After any meaningful change to rules or settings, confirm every connected workflow is reading the same picture. Because Adaptive Capacity feeds the scheduler, Contact Center Call Booking, and Dispatch from the same calculation in real time, a misalignment is almost always a configuration issue rather than a sync issue.

  • Scheduling — From your scheduler, click Test and Preview and book a test job for the affected date and job type. Confirm the slots offered match what your dispatcher sees in Capacity Reporting for the same time window.

  • Contact Center — From the Call Booking screen, click Get Adaptive Availability and confirm the same slots appear there.

  • Dispatch — Confirm the test job lands on the Dispatch Board (or in Calls > Bookings, depending on your Services Offered setting) with the correct business unit, tag, and job type. If you have all-or-nothing rules in place, confirm Dispatch is honoring them — a restricted technician should not be assigned to a blocked zone or job type.

Note: If you can't run Test and Preview, complete any incomplete configuration sections first. The scheduler flags missing required information at the top of each setup screen.

Tip: If a rule or setting change doesn't appear consistent end-to-end, the most common cause is an unintended interaction with another rule or setting — not a sync delay. Re-check the most restrictive rule that matches the affected technicians, and re-check your Calculation Defaults.

How optimized Adaptive Capacity flows through ServiceTitan Max

Because every workflow reads from the same Adaptive Capacity calculation, an optimization change you make once flows everywhere:

  • Scheduling — The online scheduler offers customers only the slots Adaptive Capacity confirms are bookable, including all refinements from your rules, exclusions, and Basic/Advanced Settings.

  • Contact Center — CSRs see the same availability in the Call Booking screen via Get Adaptive Availability. Tags configured in Advanced Settings become available as filters; warnings flag slots only available because of rule loosening when that setting is on.

  • Dispatch — Automated assignment honors your 0% rules as hard exclusions and respects soft caps as guidance, against the same eligible-technician calculation.

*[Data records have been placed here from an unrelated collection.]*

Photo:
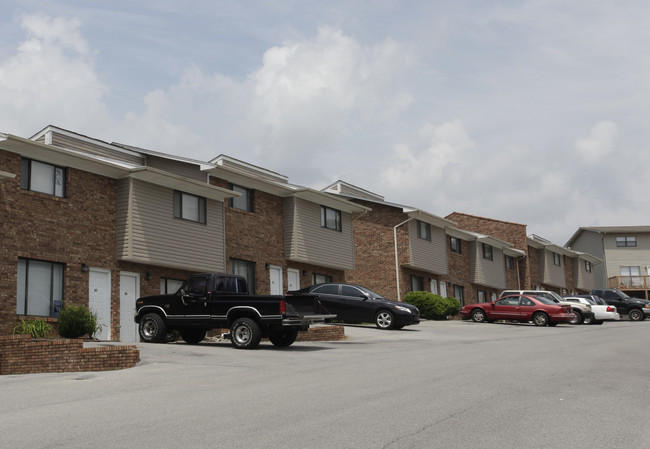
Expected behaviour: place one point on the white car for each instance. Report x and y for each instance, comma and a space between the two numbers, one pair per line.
602, 310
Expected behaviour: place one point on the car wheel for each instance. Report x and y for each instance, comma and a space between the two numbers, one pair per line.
636, 315
384, 319
540, 319
478, 315
245, 334
193, 336
283, 338
578, 318
152, 328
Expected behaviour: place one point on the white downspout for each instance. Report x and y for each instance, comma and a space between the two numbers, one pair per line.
396, 258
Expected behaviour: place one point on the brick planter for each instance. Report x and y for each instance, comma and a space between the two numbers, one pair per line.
19, 354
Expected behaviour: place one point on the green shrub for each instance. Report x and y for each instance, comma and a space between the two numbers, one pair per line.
433, 307
35, 328
77, 321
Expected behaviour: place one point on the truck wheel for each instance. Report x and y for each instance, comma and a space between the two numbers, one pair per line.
384, 319
245, 334
283, 338
540, 319
193, 336
636, 315
152, 328
578, 319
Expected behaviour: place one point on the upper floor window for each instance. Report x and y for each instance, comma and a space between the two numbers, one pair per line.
424, 230
417, 284
557, 260
626, 241
243, 202
321, 279
487, 252
40, 288
454, 243
330, 218
189, 207
42, 177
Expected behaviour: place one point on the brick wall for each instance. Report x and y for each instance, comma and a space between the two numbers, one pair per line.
19, 354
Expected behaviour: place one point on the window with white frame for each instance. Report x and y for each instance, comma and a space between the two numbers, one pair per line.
424, 230
459, 294
626, 241
243, 202
40, 287
189, 207
247, 270
557, 259
454, 245
330, 218
417, 283
41, 177
487, 252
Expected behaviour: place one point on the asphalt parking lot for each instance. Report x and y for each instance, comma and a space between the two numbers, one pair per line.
452, 384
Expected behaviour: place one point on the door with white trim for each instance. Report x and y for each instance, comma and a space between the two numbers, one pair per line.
129, 292
99, 300
275, 274
293, 279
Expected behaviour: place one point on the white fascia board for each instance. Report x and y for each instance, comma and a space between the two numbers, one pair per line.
176, 182
328, 200
428, 218
63, 157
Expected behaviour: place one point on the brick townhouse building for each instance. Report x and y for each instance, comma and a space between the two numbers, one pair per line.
399, 249
545, 265
99, 224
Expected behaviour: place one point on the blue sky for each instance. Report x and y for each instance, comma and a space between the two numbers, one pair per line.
527, 111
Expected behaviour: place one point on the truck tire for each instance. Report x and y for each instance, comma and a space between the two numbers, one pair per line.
193, 336
245, 333
283, 338
636, 315
152, 328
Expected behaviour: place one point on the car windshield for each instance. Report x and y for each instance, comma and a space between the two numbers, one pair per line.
544, 300
371, 293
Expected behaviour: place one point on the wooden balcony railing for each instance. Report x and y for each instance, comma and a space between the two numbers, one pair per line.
629, 282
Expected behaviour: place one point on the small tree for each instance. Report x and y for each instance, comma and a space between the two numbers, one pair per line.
433, 307
77, 321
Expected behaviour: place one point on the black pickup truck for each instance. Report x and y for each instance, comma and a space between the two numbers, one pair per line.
636, 309
211, 301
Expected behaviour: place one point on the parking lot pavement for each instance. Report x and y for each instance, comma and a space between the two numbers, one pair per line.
436, 385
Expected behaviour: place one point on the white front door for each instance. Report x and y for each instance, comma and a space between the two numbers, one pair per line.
275, 274
293, 278
129, 292
99, 300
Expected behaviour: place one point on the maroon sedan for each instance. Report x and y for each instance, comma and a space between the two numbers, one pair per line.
524, 308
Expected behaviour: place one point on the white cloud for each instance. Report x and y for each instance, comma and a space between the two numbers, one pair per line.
602, 141
50, 79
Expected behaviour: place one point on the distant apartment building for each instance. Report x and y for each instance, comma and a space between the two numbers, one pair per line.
625, 252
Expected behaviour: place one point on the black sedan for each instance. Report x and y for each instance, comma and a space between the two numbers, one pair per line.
356, 304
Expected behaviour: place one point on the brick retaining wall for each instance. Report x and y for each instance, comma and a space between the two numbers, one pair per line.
19, 354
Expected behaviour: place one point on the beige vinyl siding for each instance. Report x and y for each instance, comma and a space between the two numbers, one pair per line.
489, 273
306, 241
551, 274
583, 279
427, 255
90, 148
636, 256
180, 168
154, 236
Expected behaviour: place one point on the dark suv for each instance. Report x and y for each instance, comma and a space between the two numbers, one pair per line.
636, 309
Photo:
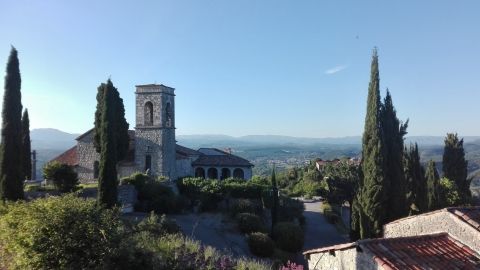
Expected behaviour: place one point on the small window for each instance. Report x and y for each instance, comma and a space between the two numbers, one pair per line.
96, 169
168, 114
148, 114
148, 162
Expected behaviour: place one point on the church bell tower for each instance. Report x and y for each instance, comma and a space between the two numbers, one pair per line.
155, 130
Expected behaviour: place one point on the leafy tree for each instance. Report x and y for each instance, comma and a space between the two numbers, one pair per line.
416, 184
449, 193
11, 171
433, 189
27, 157
394, 132
107, 180
121, 125
455, 166
372, 197
64, 177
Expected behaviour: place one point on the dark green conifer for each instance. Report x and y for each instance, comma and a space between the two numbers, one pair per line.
433, 182
120, 121
11, 176
275, 200
416, 184
372, 196
455, 166
394, 132
27, 156
107, 180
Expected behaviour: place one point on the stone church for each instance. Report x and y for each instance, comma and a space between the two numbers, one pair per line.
153, 146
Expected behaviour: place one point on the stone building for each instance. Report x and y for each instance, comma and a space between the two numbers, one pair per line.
153, 146
443, 239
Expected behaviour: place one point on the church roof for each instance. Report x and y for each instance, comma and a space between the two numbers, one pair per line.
68, 157
216, 157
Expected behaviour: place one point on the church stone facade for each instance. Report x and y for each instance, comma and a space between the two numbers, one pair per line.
153, 146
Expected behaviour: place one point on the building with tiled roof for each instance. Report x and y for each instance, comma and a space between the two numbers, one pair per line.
153, 147
445, 239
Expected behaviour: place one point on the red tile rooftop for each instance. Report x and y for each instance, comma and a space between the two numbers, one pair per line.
434, 251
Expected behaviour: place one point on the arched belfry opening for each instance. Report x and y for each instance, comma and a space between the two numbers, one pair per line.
148, 116
168, 114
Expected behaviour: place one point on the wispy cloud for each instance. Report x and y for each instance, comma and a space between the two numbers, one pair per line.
335, 69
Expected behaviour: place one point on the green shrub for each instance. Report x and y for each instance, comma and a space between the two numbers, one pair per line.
158, 225
330, 213
58, 233
260, 244
248, 223
290, 209
236, 188
154, 195
288, 236
63, 176
245, 206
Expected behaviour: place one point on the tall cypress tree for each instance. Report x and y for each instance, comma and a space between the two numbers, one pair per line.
372, 197
455, 166
394, 132
416, 185
121, 129
27, 157
107, 180
275, 200
433, 183
11, 176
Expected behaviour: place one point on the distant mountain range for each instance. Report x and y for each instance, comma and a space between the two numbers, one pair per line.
49, 138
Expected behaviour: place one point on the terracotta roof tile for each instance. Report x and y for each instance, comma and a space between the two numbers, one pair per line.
68, 157
438, 251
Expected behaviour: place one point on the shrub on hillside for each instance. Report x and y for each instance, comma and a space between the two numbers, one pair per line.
290, 209
260, 244
58, 233
245, 206
63, 176
154, 195
158, 225
248, 223
288, 236
330, 214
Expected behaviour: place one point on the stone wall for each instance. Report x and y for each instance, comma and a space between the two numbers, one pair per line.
184, 168
435, 222
342, 260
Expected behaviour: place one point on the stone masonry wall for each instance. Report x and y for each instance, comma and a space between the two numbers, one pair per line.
342, 260
435, 222
86, 157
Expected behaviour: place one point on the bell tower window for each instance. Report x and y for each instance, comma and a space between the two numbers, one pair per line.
148, 114
168, 114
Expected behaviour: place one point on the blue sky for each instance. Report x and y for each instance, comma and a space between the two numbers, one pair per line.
298, 68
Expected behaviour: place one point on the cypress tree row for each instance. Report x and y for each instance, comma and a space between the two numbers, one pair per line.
372, 197
455, 166
107, 180
27, 158
275, 200
121, 129
416, 184
394, 132
433, 186
11, 176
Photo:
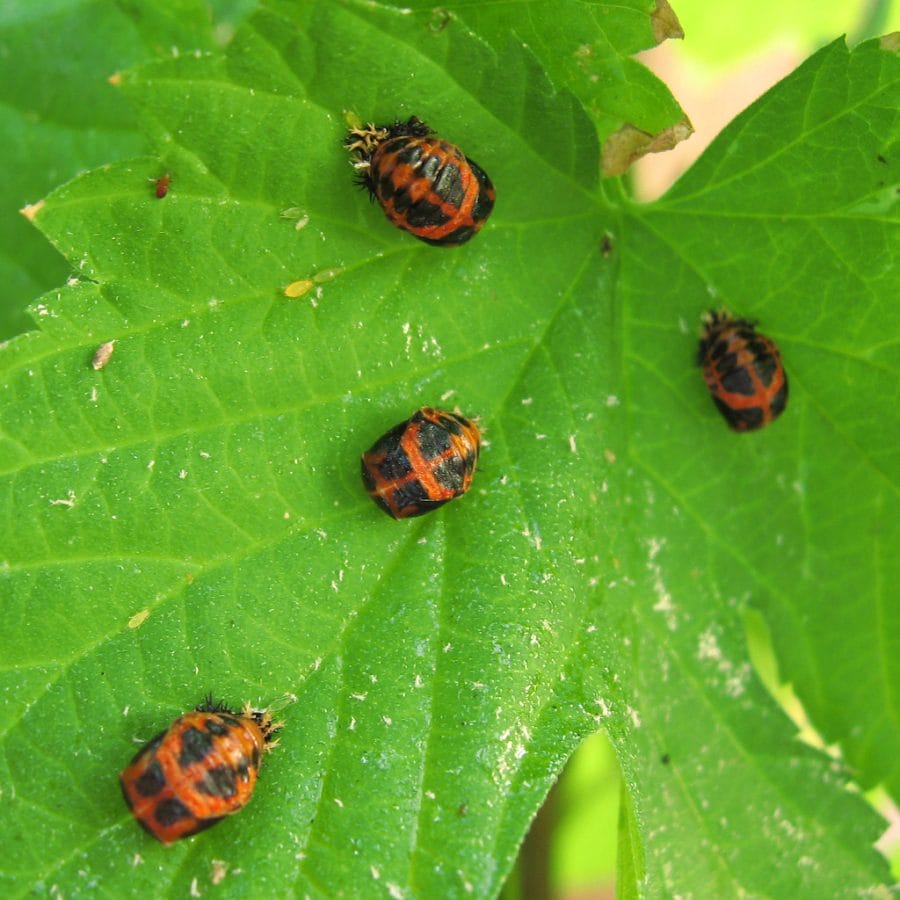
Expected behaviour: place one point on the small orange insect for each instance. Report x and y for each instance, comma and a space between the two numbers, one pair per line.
743, 371
422, 463
202, 768
425, 185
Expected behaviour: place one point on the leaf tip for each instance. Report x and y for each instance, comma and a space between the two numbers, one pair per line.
628, 144
30, 210
665, 23
890, 42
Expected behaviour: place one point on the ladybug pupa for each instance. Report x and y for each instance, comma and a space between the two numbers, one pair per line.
202, 768
422, 463
425, 185
743, 371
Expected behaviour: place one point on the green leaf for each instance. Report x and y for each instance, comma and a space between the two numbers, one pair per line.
60, 115
190, 518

  • Marketing — Jobs booked through Scheduling and Contact Center continue to flow attribution back to Marketing via the Scheduling Pro tag and campaign rules configured at go-live. Capacity changes in Adaptive Capacity do not change the attribution path.

  • Atlas — Available in the Strategic Rules builder to draft or update rules from plain-language descriptions. Atlas is the conversational interface into Titan Intelligence for capacity planning: you describe the outcome you want, Atlas fills in the conditions and threshold, and you review before saving. It doesn't replace judgment on what to change (that's what Step 1 and Step 2 are for) — but once you know the rule you need, Atlas is the fastest path to building it.